O Índice dos Gerentes de Compras (PMI, na sigla em inglês) do setor de serviços do Brasil subiu de 46,3 pontos em setembro para 47,7 pontos em outubro, segundo dados divulgados nesta quarta-feira, 5, pela S&P Global. Apesar da elevação, o indicador segue abaixo da marca de 50 pontos, o que indica mais uma contração na atividade do setor.

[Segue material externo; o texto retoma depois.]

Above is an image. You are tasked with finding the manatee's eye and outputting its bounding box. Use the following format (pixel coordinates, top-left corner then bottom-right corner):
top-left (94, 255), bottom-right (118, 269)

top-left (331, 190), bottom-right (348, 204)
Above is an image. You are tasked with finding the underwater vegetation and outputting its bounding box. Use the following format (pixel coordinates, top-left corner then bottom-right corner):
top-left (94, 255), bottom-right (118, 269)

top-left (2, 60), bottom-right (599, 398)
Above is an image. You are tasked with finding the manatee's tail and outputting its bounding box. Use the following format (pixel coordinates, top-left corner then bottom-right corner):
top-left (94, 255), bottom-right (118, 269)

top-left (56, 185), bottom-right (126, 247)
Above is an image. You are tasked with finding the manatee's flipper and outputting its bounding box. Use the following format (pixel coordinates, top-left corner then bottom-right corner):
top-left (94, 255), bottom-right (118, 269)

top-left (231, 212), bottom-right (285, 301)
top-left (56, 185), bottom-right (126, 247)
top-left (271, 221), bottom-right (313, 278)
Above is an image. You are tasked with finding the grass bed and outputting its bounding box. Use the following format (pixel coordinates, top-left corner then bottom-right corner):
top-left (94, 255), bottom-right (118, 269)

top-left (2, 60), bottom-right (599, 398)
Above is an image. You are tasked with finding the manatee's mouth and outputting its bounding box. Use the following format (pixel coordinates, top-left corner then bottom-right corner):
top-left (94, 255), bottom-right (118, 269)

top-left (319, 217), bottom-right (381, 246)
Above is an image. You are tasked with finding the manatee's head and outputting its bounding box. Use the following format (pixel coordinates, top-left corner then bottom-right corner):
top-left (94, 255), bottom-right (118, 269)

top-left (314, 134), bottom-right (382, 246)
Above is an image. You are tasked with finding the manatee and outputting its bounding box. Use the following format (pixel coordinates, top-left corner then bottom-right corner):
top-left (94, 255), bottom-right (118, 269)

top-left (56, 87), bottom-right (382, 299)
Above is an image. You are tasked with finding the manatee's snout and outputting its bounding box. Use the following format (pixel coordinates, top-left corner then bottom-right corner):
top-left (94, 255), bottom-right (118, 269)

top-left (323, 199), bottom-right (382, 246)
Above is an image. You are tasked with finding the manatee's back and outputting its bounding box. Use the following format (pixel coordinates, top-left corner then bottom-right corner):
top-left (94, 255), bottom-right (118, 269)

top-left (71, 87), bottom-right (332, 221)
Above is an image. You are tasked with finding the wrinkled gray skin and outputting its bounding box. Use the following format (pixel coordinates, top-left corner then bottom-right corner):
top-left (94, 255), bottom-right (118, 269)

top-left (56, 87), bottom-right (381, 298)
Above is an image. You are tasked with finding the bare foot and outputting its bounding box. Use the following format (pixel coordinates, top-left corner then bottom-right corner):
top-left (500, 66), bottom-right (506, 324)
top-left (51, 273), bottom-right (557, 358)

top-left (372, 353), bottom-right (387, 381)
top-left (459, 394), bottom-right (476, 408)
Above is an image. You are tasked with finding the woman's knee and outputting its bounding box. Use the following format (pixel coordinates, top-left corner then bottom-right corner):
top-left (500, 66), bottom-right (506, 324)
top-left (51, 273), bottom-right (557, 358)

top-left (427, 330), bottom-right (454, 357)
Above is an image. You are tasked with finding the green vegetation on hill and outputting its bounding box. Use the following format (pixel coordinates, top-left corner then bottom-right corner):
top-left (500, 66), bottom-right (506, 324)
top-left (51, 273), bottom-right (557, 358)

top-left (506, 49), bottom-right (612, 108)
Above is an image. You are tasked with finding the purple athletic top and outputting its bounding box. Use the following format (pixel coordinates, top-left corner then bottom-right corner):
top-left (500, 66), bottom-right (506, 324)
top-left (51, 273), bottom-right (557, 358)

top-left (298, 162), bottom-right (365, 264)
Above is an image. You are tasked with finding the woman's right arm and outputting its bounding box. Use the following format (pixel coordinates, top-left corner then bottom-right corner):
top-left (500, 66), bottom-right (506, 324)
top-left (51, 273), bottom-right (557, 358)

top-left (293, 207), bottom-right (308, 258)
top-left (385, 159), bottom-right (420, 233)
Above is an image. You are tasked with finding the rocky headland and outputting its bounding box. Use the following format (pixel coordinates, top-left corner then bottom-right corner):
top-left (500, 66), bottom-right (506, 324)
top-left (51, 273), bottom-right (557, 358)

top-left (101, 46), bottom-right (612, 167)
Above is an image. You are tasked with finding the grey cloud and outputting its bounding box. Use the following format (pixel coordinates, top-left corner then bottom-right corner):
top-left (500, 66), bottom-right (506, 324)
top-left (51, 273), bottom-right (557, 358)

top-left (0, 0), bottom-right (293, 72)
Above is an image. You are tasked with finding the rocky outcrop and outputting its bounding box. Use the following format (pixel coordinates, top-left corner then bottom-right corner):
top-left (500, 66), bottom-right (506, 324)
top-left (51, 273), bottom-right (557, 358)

De acordo com a S&P Global, o período foi marcado por uma diminuição nas entradas de novos negócios e por aumento da inflação. Os participantes da pesquisa destacaram o enfraquecimento da demanda e a ausência de novas vendas como principais fatores para a redução da atividade de negócios.
"Embora a economia de serviços do Brasil tenha permanecido em contração em outubro, houve sinais de resiliência, com as empresas relatando quedas mais moderadas nas entradas de novos negócios e na atividade de serviços. Algumas estavam até preparadas para preencher vagas existentes, o que contribuiu para um segundo aumento mensal consecutivo nos empregos. Elas também mantiveram uma visão positiva de que a atividade de negócios será maior em 12 meses", afirmou Pollyana de Lima, diretora Associada Econômica da S&P Global, em nota.
Pollyana também ressaltou que as tendências de inflação no setor de serviços contrastaram com o cenário da indústria, onde custos de insumos mais estáveis permitiram a concessão de descontos pelos fabricantes.
PMI composto
O PMI Composto, que avalia conjuntamente a atividade das empresas de serviços e da indústria, subiu de 46 pontos em setembro para 48,2 em outubro, permanecendo, contudo, abaixo da linha dos 50 pontos.